The state should require effective induction for all new teachers, with special emphasis on teachers in high-needs schools.
Florida only requires that some of its new teachers receive mentoring. Only teachers completing an alternative certification program are required to have a mentor. Adjunct (part-time) teachers are no longer required to be assigned to a peer mentor by their principal for the first year of employment.
National Board-certified teachers who serve as mentors are eligible for a bonus equal to 10 percent of the prior fiscal year's statewide average salary for classroom teachers.
Ensure that a high-quality mentoring experience is available to all new teachers, especially those in low-performing schools.
Although Florida does provide mentoring to teachers in its alternative certification program, the state should ensure that all new teachers—especially any teacher in a low-performing school—receive mentoring support, especially in the first critical weeks of school. Florida should consider expanding its program throughout the state.

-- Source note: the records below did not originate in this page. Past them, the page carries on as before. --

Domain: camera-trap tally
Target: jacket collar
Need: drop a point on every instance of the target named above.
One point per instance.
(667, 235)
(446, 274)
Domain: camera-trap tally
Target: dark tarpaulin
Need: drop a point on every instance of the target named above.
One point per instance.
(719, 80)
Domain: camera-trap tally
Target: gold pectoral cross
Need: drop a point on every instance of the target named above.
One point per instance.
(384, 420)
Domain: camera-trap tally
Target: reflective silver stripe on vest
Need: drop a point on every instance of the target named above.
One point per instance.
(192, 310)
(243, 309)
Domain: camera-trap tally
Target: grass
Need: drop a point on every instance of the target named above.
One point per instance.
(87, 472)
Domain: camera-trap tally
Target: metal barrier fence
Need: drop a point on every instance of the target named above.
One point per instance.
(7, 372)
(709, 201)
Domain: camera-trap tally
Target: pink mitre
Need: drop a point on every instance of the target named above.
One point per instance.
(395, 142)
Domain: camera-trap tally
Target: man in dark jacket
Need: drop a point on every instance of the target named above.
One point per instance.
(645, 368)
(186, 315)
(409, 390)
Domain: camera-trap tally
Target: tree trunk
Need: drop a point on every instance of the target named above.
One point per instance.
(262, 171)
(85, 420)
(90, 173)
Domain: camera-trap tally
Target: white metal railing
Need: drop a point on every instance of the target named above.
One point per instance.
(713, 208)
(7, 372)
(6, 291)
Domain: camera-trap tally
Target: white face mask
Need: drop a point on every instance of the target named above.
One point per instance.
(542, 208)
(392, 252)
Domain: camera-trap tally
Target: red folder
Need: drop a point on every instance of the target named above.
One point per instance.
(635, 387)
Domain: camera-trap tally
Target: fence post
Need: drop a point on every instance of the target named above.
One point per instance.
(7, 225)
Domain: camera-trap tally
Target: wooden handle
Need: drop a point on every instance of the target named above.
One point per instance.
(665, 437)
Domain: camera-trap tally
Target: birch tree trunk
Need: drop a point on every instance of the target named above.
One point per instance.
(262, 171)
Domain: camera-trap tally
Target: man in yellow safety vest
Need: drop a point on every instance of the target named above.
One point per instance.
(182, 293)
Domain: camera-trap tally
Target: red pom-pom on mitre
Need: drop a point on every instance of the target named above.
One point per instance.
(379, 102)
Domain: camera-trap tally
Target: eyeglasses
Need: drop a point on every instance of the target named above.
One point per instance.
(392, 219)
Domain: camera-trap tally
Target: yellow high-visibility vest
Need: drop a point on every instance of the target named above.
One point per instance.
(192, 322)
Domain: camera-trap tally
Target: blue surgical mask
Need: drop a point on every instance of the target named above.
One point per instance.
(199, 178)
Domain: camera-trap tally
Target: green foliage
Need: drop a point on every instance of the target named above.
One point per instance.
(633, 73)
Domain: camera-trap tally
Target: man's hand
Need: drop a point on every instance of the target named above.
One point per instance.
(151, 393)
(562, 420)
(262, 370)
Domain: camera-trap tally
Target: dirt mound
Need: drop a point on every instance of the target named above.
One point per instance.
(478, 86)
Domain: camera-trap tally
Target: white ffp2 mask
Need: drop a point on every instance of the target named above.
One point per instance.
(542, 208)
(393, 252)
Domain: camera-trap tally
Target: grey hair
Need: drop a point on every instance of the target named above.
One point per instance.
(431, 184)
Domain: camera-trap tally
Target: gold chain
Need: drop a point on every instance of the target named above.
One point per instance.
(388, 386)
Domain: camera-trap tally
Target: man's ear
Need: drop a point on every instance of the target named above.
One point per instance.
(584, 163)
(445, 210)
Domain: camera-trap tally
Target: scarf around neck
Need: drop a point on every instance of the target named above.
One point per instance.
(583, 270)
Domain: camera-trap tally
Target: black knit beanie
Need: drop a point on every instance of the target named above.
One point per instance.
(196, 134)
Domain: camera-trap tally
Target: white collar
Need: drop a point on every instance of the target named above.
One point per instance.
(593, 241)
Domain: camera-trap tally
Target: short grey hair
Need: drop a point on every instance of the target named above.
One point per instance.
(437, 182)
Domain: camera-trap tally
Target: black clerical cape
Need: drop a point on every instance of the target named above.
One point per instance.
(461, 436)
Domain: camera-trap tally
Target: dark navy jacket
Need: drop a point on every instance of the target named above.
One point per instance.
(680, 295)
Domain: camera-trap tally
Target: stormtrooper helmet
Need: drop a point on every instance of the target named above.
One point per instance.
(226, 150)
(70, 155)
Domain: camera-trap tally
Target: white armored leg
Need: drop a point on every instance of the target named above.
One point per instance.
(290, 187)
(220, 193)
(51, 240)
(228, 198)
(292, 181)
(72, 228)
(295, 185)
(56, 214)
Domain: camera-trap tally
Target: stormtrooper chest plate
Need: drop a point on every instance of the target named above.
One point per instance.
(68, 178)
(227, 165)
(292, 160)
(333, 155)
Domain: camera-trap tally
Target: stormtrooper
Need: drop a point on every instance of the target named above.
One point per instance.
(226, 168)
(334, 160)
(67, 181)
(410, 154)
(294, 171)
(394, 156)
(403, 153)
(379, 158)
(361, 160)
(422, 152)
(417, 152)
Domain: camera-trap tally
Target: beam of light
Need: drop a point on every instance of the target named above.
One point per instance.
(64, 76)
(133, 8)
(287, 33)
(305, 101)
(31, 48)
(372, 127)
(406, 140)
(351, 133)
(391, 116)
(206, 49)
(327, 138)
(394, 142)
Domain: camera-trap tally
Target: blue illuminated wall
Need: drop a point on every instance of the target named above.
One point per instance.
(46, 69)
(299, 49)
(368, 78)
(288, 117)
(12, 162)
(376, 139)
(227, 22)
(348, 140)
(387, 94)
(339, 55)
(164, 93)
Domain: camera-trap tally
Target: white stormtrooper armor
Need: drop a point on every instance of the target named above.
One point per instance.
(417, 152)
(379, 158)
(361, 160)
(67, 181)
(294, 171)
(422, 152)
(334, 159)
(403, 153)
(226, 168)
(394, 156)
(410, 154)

Set more specific parameters.
To ensure that all teachers receive high-quality mentoring, the state should specify how long the program lasts for a new teacher, who selects the mentors, and a method of performance evaluation.
Require induction strategies that can be successfully implemented, even in poorly managed schools.
To ensure that the experience is meaningful, Florida should guarantee that induction includes strategies such as intensive mentoring, seminars appropriate to grade level or subject area and a reduced teaching load and/or frequent release time to observe other teachers.
Florida was helpful in providing NCTQ with facts that enhanced this analysis.